Pure-Python async Kinesis producer. KPL-equivalent without a native daemon.

These details have been verified by PyPI

Project links

Repository

GitHub Statistics

Maintainers

ArKaDiA

These details have not been verified by PyPI

Project description

aiokpl

Python License

📚 Documentation

Pure-Python async Kinesis producer. KPL-equivalent without a native daemon.

v0.2 available — full pipeline, vendor-neutral metrics with first-party CloudWatch / OpenTelemetry / Datadog sinks, and a thread-safe SyncProducer for non-async callers. All exercised end-to-end against kinesis-mock. See the Roadmap.

A library that respects the shard as the unit of optimization, measures time before size, and treats failures as user-visible information — not noise to hide.

Status

v0.2 — feature-complete.
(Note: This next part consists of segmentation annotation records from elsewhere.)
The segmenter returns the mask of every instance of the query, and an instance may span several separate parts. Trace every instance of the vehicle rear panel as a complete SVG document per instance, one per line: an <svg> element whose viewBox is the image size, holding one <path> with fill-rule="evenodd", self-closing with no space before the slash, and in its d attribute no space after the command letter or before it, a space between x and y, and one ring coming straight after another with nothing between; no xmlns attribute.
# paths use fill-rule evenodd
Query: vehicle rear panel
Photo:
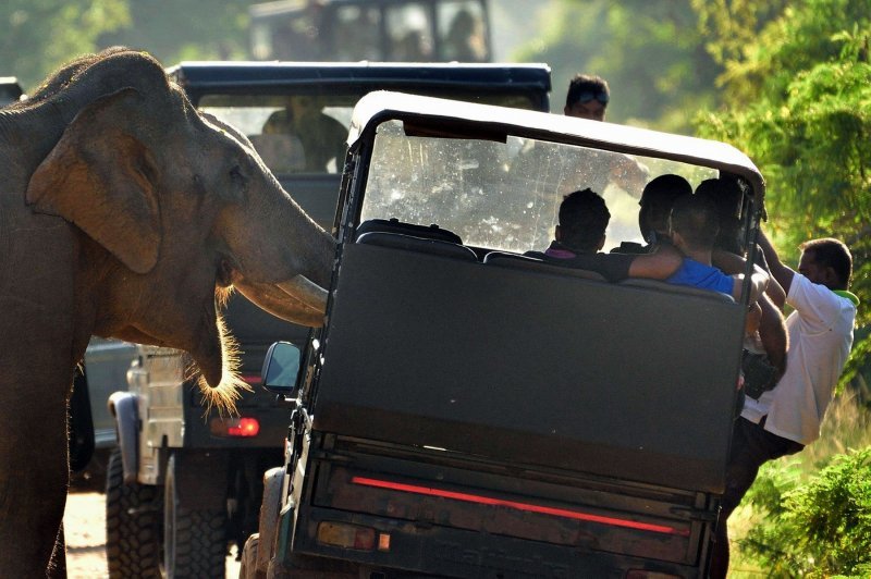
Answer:
<svg viewBox="0 0 871 579"><path fill-rule="evenodd" d="M739 306L348 244L324 432L722 492Z"/></svg>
Full async pipeline (Producer → Aggregator → Limiter → Collector → Sender → Retrier), opt-in vendor-neutral metrics with first-party sinks, and a thread-safe SyncProducer for non-async callers. Not on PyPI yet — install via the repo URL.

Phase	Scope	Status
0	Repo scaffolding, design docs	✅ Done
1	Aggregation codec (KPL wire format)	✅ Done
2	ShardMap + prediction	✅ Done
3	Reducer, Aggregator, Collector	✅ Done
4	Limiter + TokenBucket	✅ Done
5	Sender + Retrier	✅ Done
6	Producer + lifecycle (first usable release: v0.1)	✅ Done
7	CloudWatch metrics (opt-in, default off)	✅ Done
8	Sync bridge (`SyncProducer`)	✅ Done

Why this exists

AWS ships the official Kinesis Producer Library as a native C++ binary (amazon-kinesis-producer) wrapped in Java/.NET sidecars. The Python ecosystem has never had a real KPL — only:

aws-kinesis-agg — Python codec for the aggregation format. Useful, but not a producer. You still call boto3.put_records yourself.
kiner, kinesis-python, kinesis-producer (ludia) — abandoned community attempts. All thin batchers over boto3.
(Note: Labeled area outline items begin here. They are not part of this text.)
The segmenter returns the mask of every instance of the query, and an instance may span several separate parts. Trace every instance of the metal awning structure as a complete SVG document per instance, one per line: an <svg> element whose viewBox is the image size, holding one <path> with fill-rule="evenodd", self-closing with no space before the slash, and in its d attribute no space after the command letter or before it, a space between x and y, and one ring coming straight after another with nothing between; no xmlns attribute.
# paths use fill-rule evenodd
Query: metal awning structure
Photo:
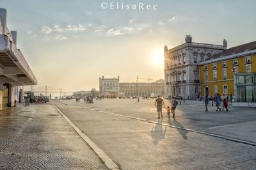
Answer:
<svg viewBox="0 0 256 170"><path fill-rule="evenodd" d="M16 45L6 35L0 35L0 77L14 86L37 84L32 70Z"/></svg>
<svg viewBox="0 0 256 170"><path fill-rule="evenodd" d="M16 47L17 32L6 27L6 11L0 8L0 82L13 86L37 84L31 69Z"/></svg>

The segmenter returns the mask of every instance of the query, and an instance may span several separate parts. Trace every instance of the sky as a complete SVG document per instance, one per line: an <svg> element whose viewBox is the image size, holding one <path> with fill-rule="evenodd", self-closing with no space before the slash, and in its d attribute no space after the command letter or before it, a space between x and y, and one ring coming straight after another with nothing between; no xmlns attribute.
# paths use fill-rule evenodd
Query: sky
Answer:
<svg viewBox="0 0 256 170"><path fill-rule="evenodd" d="M129 6L129 9L127 9ZM147 7L148 6L148 7ZM252 0L1 0L35 89L99 89L99 78L164 79L163 47L256 40Z"/></svg>

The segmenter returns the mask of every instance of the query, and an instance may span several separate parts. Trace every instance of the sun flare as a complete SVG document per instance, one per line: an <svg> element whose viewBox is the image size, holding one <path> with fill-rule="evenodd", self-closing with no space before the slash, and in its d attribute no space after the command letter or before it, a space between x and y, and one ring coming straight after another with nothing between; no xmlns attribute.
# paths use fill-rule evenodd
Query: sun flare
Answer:
<svg viewBox="0 0 256 170"><path fill-rule="evenodd" d="M151 64L156 67L163 67L164 64L164 52L163 50L153 51L150 58Z"/></svg>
aiokpl is a clean-room reimplementation in idiomatic async Python — built on anyio so the same code runs on both asyncio and trio — that preserves what's worth preserving from the C++ KPL (shard-aware pipeline, deadline-driven batching, smart retry classification, byte-exact aggregation) and drops what was an accident of C++ (IPC, named pipes, child process, custom spinlocks, static binaries, packaging hell).

It is not a wrapper around the C++ binary. It is a reimplementation of its ideas in a language where you don't need a daemon.

Core principles

The shard is the unit of optimization, not the stream.
Predict before asking — the sharding algorithm is deterministic.
Batching is governed by deadlines, not sizes.
Each stage has one responsibility and one downstream callback.
Failures are data, not exceptions.
Bounded latency beats maximum throughput.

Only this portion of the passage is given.